“Charlas entre un juez y su psicoanalista”, de Oscar Ramón Ocampo y Carlos Enrique Borro, Editorial Dunken, 1999 (126 pags).

Comentario:Por José María Orgeira

                             Ocampo, hijo de juez cuya recta trayectoria le dejó una huella imborrable, tuvo una larga actuación en la justicia, en la que ingresó muy joven como secretario letrado.Se jubiló recientemente como integrante de la Cámara Penal de San Isidro. Entre 1976 y 1984 ejerció activamente la profesión de abogado penalista. Por eso tiene una muy rica experiencia, que aquí aprovecha para difundir. La sapiencia, humanidad y sentido común -virtudes reconocidas y valoradas por todos en el fuero penal sanisidrense- fluyen en sus reflexiones. Ocampo reniega de los jueces que ven a los acusados “como si fueran fotos caratuladas”; “si no alcanzas a verlos como personas -dice-, nunca vas a entender lo que significa el trabajo de juez”; aunque reconoce la dificultad que genera el acercamiento emocional. Entonces, agrega, “la toga de magistrado es como una coraza que defiende y separa del dolor de los otros”; la compara con el guardapolvo de médico, que protege de las enfermedades, “como si diera inmunidad”.

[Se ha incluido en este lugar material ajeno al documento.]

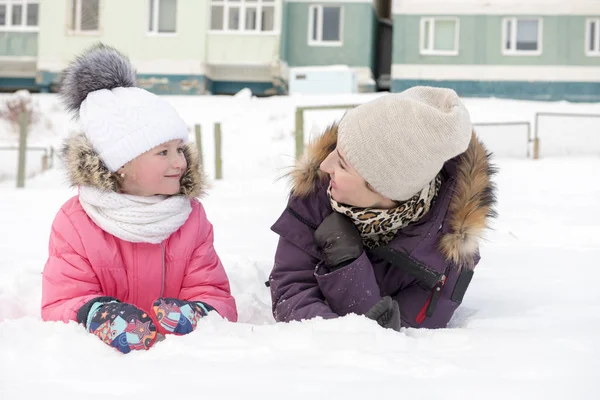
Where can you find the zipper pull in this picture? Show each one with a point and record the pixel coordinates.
(437, 291)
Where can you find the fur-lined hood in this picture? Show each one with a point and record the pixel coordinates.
(471, 207)
(85, 168)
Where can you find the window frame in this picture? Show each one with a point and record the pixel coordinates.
(156, 19)
(427, 48)
(514, 26)
(594, 52)
(23, 27)
(243, 5)
(76, 30)
(319, 42)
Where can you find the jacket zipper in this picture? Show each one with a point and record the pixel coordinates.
(430, 305)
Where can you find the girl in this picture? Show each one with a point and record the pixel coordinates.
(385, 215)
(132, 255)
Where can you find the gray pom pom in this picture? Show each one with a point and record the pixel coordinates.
(99, 67)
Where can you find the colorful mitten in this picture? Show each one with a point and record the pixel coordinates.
(179, 316)
(120, 325)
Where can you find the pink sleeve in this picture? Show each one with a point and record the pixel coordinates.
(68, 281)
(205, 279)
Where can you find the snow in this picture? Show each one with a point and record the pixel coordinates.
(527, 328)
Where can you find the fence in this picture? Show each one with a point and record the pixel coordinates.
(218, 148)
(569, 139)
(524, 145)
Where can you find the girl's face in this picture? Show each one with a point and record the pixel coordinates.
(348, 187)
(156, 172)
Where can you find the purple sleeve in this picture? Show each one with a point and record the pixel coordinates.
(295, 292)
(350, 289)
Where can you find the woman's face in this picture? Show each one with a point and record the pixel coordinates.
(348, 187)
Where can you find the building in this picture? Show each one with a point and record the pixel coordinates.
(528, 49)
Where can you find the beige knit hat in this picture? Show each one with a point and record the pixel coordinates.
(399, 142)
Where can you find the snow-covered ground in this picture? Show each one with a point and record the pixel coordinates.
(528, 327)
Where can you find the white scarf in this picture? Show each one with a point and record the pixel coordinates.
(135, 218)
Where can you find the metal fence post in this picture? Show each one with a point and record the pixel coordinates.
(23, 122)
(218, 159)
(299, 131)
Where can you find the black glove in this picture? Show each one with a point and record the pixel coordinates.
(339, 239)
(386, 312)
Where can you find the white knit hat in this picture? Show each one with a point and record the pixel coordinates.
(399, 142)
(120, 120)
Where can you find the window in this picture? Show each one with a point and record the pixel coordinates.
(592, 37)
(522, 36)
(163, 16)
(19, 15)
(85, 15)
(325, 26)
(439, 36)
(242, 15)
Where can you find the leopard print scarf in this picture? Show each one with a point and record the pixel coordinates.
(379, 226)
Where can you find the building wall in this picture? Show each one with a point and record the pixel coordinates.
(162, 55)
(357, 36)
(480, 41)
(562, 71)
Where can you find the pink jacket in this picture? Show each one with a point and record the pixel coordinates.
(86, 262)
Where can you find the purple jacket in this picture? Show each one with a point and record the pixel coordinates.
(426, 268)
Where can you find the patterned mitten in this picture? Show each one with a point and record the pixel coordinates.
(387, 313)
(179, 316)
(120, 325)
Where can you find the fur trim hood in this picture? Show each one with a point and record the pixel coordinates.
(471, 207)
(85, 168)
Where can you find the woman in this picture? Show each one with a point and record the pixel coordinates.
(385, 214)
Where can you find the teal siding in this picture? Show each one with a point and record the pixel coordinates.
(542, 91)
(357, 37)
(18, 44)
(179, 84)
(563, 41)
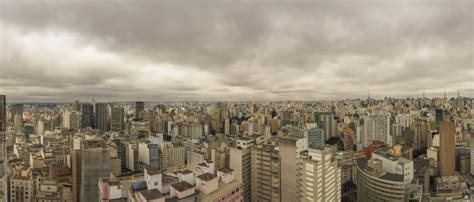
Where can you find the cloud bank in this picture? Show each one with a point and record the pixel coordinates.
(234, 50)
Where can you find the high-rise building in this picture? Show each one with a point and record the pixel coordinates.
(3, 129)
(326, 121)
(447, 148)
(75, 120)
(101, 117)
(315, 138)
(89, 163)
(240, 162)
(3, 113)
(472, 153)
(383, 178)
(76, 106)
(71, 119)
(16, 109)
(290, 148)
(265, 173)
(172, 156)
(87, 119)
(376, 127)
(438, 118)
(139, 107)
(117, 122)
(21, 184)
(320, 176)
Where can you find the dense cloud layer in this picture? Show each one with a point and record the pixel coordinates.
(230, 50)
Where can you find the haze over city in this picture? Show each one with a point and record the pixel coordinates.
(234, 50)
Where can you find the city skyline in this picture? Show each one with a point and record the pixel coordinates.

                             Este libro nace como consecuencia de circunstancias muy difíciles que tuvo que atravesar Ocampo: uno de sus hijos, Oscar M. Ocampo, juez de cámara, integrante de un tribunal oral de la Capital Federal, murió en 1995 de cáncer, tronchando una brillante carrera judicial. Como no podía sobreponerse a esta desgracia, recibió la ayuda del psicoanalista Carlos Enrique Borro. Este profesional no sólo lo confortó, convirtiéndose en su amigo; se ocupó de grabar los diálogos que mantuvieron y de compaginar los escritos que fueron surgiendo en las entrevistas; incorporando también algunas narraciones, producto de su propia imaginación y de sus sueños, que por momentos parecen haber salido de crónicas policiales, como las que vivió Ocampo como magistrado y abogado penalista.

                            El “juez Ocampo”, como lo llama su interlocutor, no se olvida de la influencia que en su formacion tuvieron los jueces Aftalión y Panelo, la importancia de su esposa Elba Elena Besaglia -compañera y amiga-, de sus hijos -sin distinguir entre los de sangre y los que crió como propios-, destilando en todas las reflexiones el profundo sentido ético que le infundió a la vida. Ocampo advierte las alarmantes diferencias que existen entre los delincuentes de antes -que tenían un código de honor- y los de ahora, violentos, producto de una criminalidad distinta, que aparece en medio de la droga y la corrupción; alerta sobre la necesidad de mejorar las cárceles para “reeducar al delincuente”; y no se olvida de la policía -en particular de la provincia de Buenos Aires, donde le tocó actuar-, porque, dice bien, hay que distinguir “los males ocasionados por los malos policías”, pero los que se sientan agraviados “no pueden ni deben borrar los actos de valentía y las muchas muertes en enfrentamiento con delincuentes” de los buenos agentes.

                             Las páginas de estas “Charlas...”, de lectura amena, donde los pensamientos se vuelcan sin ampulosidades, están llenas de consejos y reglas morales (“toda enseñanza debe corresponderse con el ejemplo”; “qué bueno sería volver atrás en la ética, en el respeto a valores que no estaban tan ennegrecidos como ahora”; “si se pudiera hacer que ‘la sociedad de los principios’ se mantuviera joven”).

                             Y para los que ejercemos privadamente la abogacía también hay algunas buenas recomendaciones; entre ellas, el mantener con los clientes comunicaciones claras y directas, exponiendo con seguridad los hechos, tanto desde el punto de vista técnico como legal. Ojalá otros magistrados vuelquen así sus propias vivencias, porque, como le explica Ocampo a su psicoanalista Borro, “siempre hay un intercambio: se aprende lo que se ignora y se enseña lo que se sabe”.